Under the hood – Linq’s Where*Iterators
Many of the LINQ extension methods have ‘optimisations’ which essentially violate the Liskov Substution Principal and peek
for stronger types on the collections passed as parameters, in order to apply performance improvements. An example is this optimisation is the WhereListIterator and WhereArrayIterator classes.
At first glance, chaining Where
clauses in LINQ seems like a bad idea:
// Approach 1 : Chained Wheres
var result = Foos
.Where(f => predicate1(f))
.Where(f => predicate2(f))
...
In a naive implementation (where each Where filter needed to be executed to completion, in sequence), the expectation would be a complexity of
O(N) + O(N-x)
total iterations, where x is the number of elements eliminated by predicate1.
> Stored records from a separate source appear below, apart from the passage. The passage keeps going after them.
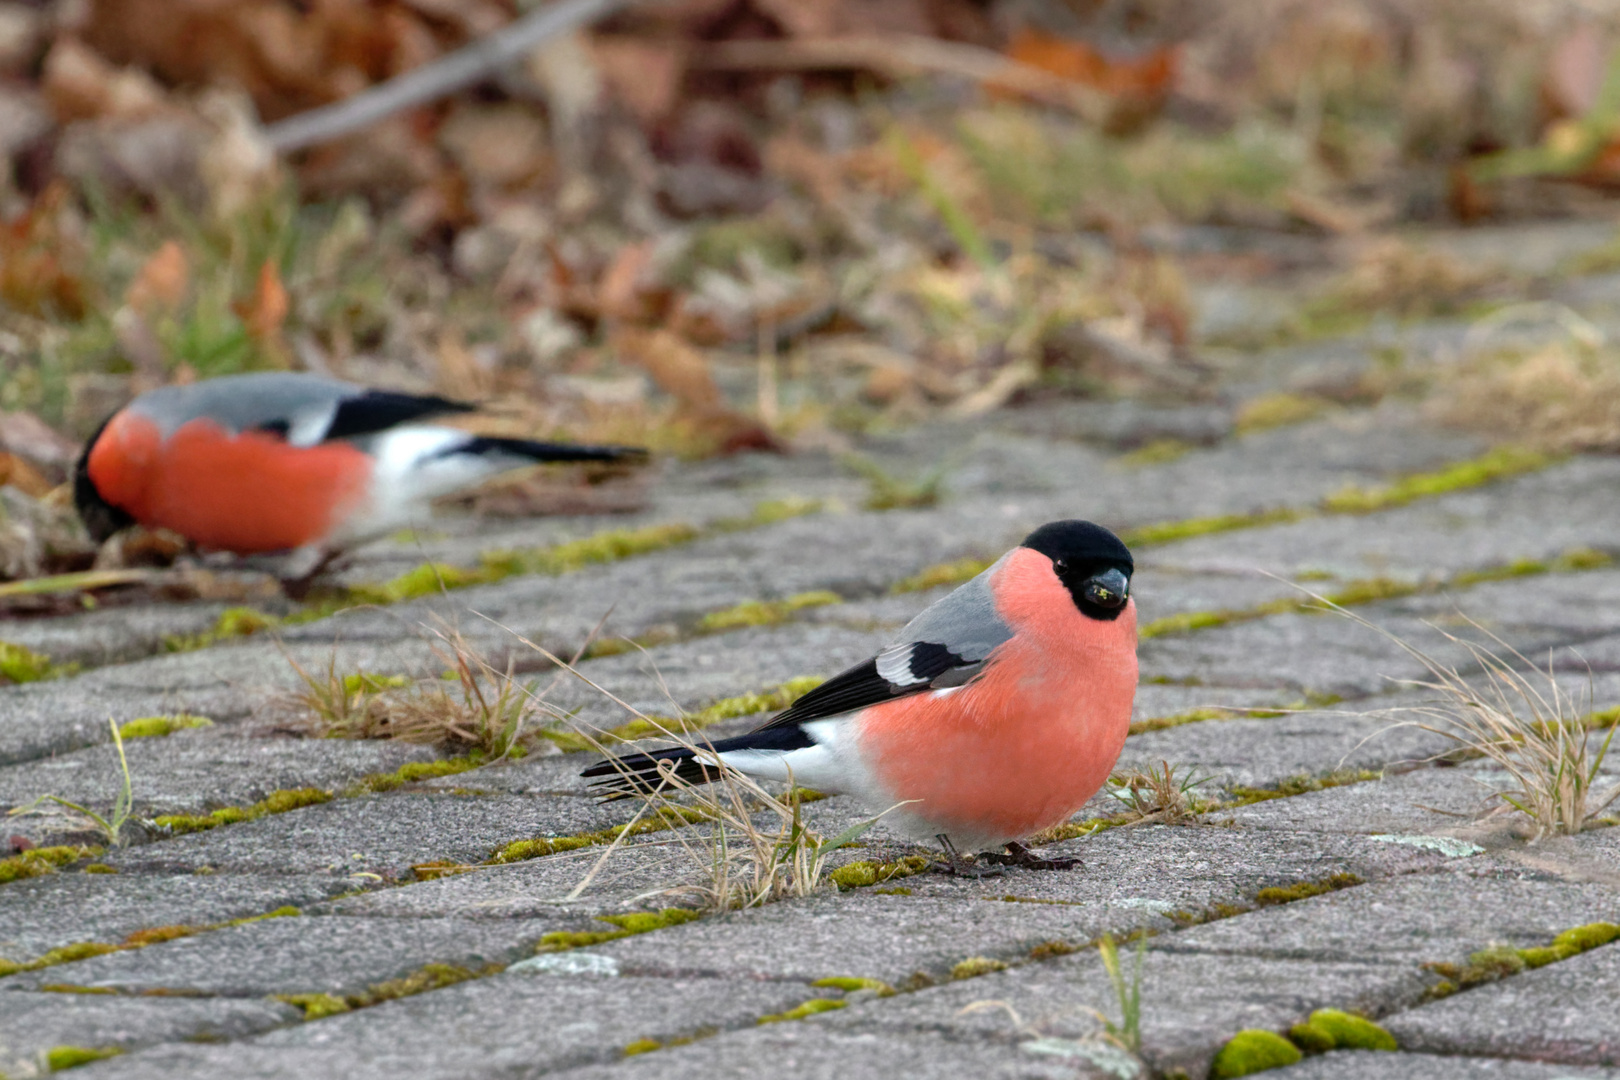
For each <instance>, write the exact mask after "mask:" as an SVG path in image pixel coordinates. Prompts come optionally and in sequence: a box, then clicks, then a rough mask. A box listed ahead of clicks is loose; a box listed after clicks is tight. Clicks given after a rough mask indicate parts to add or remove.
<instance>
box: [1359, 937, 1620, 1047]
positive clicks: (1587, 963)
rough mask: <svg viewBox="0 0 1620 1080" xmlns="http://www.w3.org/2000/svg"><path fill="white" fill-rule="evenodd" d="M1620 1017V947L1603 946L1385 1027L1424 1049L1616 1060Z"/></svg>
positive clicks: (1421, 1011)
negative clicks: (1619, 947) (1602, 946)
mask: <svg viewBox="0 0 1620 1080" xmlns="http://www.w3.org/2000/svg"><path fill="white" fill-rule="evenodd" d="M1612 910H1614V908H1612V907H1610V912H1612ZM1617 1017H1620V949H1615V947H1614V946H1605V947H1601V949H1592V950H1589V952H1583V954H1581V955H1578V957H1573V959H1570V960H1563V962H1560V963H1549V965H1547V967H1542V968H1536V970H1533V972H1524V973H1521V975H1515V976H1513V978H1507V980H1502V981H1500V983H1487V984H1484V986H1477V988H1474V989H1468V991H1463V993H1460V994H1453V996H1450V997H1443V999H1440V1001H1435V1002H1432V1004H1427V1006H1422V1007H1421V1009H1413V1010H1409V1012H1403V1014H1400V1015H1395V1017H1390V1018H1388V1022H1387V1023H1385V1027H1388V1030H1390V1031H1392V1033H1393V1035H1395V1038H1398V1040H1400V1043H1401V1046H1405V1048H1408V1049H1414V1051H1422V1052H1439V1054H1479V1056H1484V1057H1526V1059H1533V1061H1537V1059H1539V1061H1557V1062H1568V1064H1581V1065H1617V1064H1620V1027H1617V1025H1620V1020H1617Z"/></svg>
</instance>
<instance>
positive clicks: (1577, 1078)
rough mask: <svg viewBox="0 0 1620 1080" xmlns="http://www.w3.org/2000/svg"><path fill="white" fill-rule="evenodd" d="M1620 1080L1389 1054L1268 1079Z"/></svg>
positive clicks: (1500, 1058) (1480, 1062)
mask: <svg viewBox="0 0 1620 1080" xmlns="http://www.w3.org/2000/svg"><path fill="white" fill-rule="evenodd" d="M1474 1077H1500V1078H1502V1080H1615V1077H1620V1072H1615V1070H1612V1069H1584V1067H1579V1065H1547V1064H1541V1062H1531V1061H1511V1059H1503V1057H1450V1056H1437V1054H1408V1052H1400V1054H1388V1052H1379V1051H1364V1049H1341V1051H1333V1052H1330V1054H1324V1056H1320V1057H1307V1059H1306V1061H1302V1062H1299V1064H1298V1065H1290V1067H1288V1069H1277V1070H1273V1072H1270V1074H1268V1078H1267V1080H1272V1078H1275V1080H1473V1078H1474Z"/></svg>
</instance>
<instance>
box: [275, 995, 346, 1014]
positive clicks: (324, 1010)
mask: <svg viewBox="0 0 1620 1080" xmlns="http://www.w3.org/2000/svg"><path fill="white" fill-rule="evenodd" d="M271 996H272V997H274V999H275V1001H285V1002H287V1004H288V1006H293V1007H296V1009H303V1014H305V1020H321V1018H324V1017H335V1015H337V1014H340V1012H348V1002H347V1001H343V999H342V997H335V996H332V994H271Z"/></svg>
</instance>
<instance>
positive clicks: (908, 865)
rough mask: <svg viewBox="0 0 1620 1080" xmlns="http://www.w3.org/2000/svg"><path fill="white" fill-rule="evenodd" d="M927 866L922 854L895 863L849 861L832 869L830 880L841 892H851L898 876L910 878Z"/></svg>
mask: <svg viewBox="0 0 1620 1080" xmlns="http://www.w3.org/2000/svg"><path fill="white" fill-rule="evenodd" d="M927 866H928V860H927V858H923V857H922V855H907V857H906V858H897V860H894V861H893V863H872V861H860V863H847V865H844V866H839V868H838V870H834V871H831V873H829V874H828V881H831V882H833V884H834V886H838V887H839V891H841V892H849V891H851V889H867V887H870V886H875V884H881V882H885V881H894V879H897V878H910V876H912V874H920V873H922V871H923V870H927Z"/></svg>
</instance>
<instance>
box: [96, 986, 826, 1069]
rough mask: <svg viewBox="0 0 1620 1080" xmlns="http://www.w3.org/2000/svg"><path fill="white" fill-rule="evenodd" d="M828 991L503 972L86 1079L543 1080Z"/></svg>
mask: <svg viewBox="0 0 1620 1080" xmlns="http://www.w3.org/2000/svg"><path fill="white" fill-rule="evenodd" d="M818 993H825V991H813V989H810V988H807V986H797V984H781V983H779V984H770V983H740V981H723V980H640V978H593V976H557V975H517V973H509V975H496V976H491V978H483V980H475V981H470V983H462V984H457V986H450V988H447V989H441V991H434V993H431V994H420V996H415V997H403V999H399V1001H390V1002H384V1004H381V1006H374V1007H371V1009H363V1010H358V1012H348V1014H342V1015H337V1017H329V1018H326V1020H319V1022H313V1023H303V1025H298V1027H293V1028H283V1030H280V1031H272V1033H269V1035H262V1036H258V1038H254V1040H248V1041H243V1043H235V1044H230V1046H165V1048H154V1049H149V1051H143V1052H138V1054H131V1056H128V1057H125V1059H122V1061H118V1062H117V1069H109V1065H110V1064H112V1062H104V1064H100V1065H91V1067H87V1070H86V1072H84V1075H86V1077H91V1078H94V1077H96V1075H104V1077H126V1078H130V1080H139V1078H144V1077H162V1078H165V1080H167V1078H173V1080H180V1078H183V1077H220V1075H230V1077H251V1078H261V1077H262V1078H280V1077H287V1078H290V1080H292V1078H295V1080H308V1078H309V1077H355V1078H356V1080H371V1078H379V1080H381V1078H397V1077H402V1075H407V1077H421V1078H423V1080H437V1078H444V1080H460V1078H481V1077H502V1078H507V1077H535V1075H541V1074H551V1072H554V1070H562V1069H567V1067H570V1065H586V1064H591V1062H603V1061H616V1059H619V1057H622V1048H624V1046H627V1044H629V1043H633V1041H638V1040H659V1041H663V1040H672V1038H680V1036H692V1035H695V1033H701V1031H705V1030H713V1028H723V1030H724V1028H737V1027H753V1022H755V1018H758V1017H761V1015H766V1014H774V1012H781V1010H784V1009H792V1007H794V1006H797V1004H800V1002H802V1001H807V999H808V997H813V996H816V994H818Z"/></svg>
Seemingly a more optimal O(N)
approach is to apply both predicates would be in a single pass:
// Approach 2 : Predicates combined into a single pass
var result = Foos
.Where(f => predicate1(f) && predicate2(f))
However, it turns out that this fear is unfounded: there are specialised branches in IEnumerable.Where
which check the source collection for the presence of an existing Iterator. If the type is an iterator, the second predicate can simply chained to the source’s iterator, rather than starting a new iterator.
From the source:
Note that both approaches will still benefit from short circuit evaluation of the predicates. In either case, if predicate1(f) is false for an element, then evaluation of predicate2(f) for that element will be skipped.
This avoids the need for a second iterator – i.e. chaining multiple .Where
expressions will require just the one iteration.
This optimisation is of considerable importance in the use of conditional parameters to dynamically compose an IEnumerable or IQueryable, e.g. patterns using an approach like:
var query = Foos.Where(f => f.IsActive); // Always applied
if (parameter1.HasValue)
{
query = query.Where(f => f.SomeField == parameter1.Value); // Conditionally applied
}
... Other conditional parameters
var results = await query.ToListAsync();
Footnote
The performance of the approaches in Option1 and Option2 are still not identical, as there are clearly 2 lambdas created for predicate1 and predicate2, so when executed in memory, there’s still* the potential for additional function call overhead on each loop when executing the predicates (i.e. combining, rather than chaining the lambdas is still more performant in memory, although the IQueryable / Expression tree overloads will likely map to equivalent SQL)
* The function call overhead could be eliminated if the lambdas were inlined. However, it’s unlikely as to whether lambdas will be inlined by the JITter.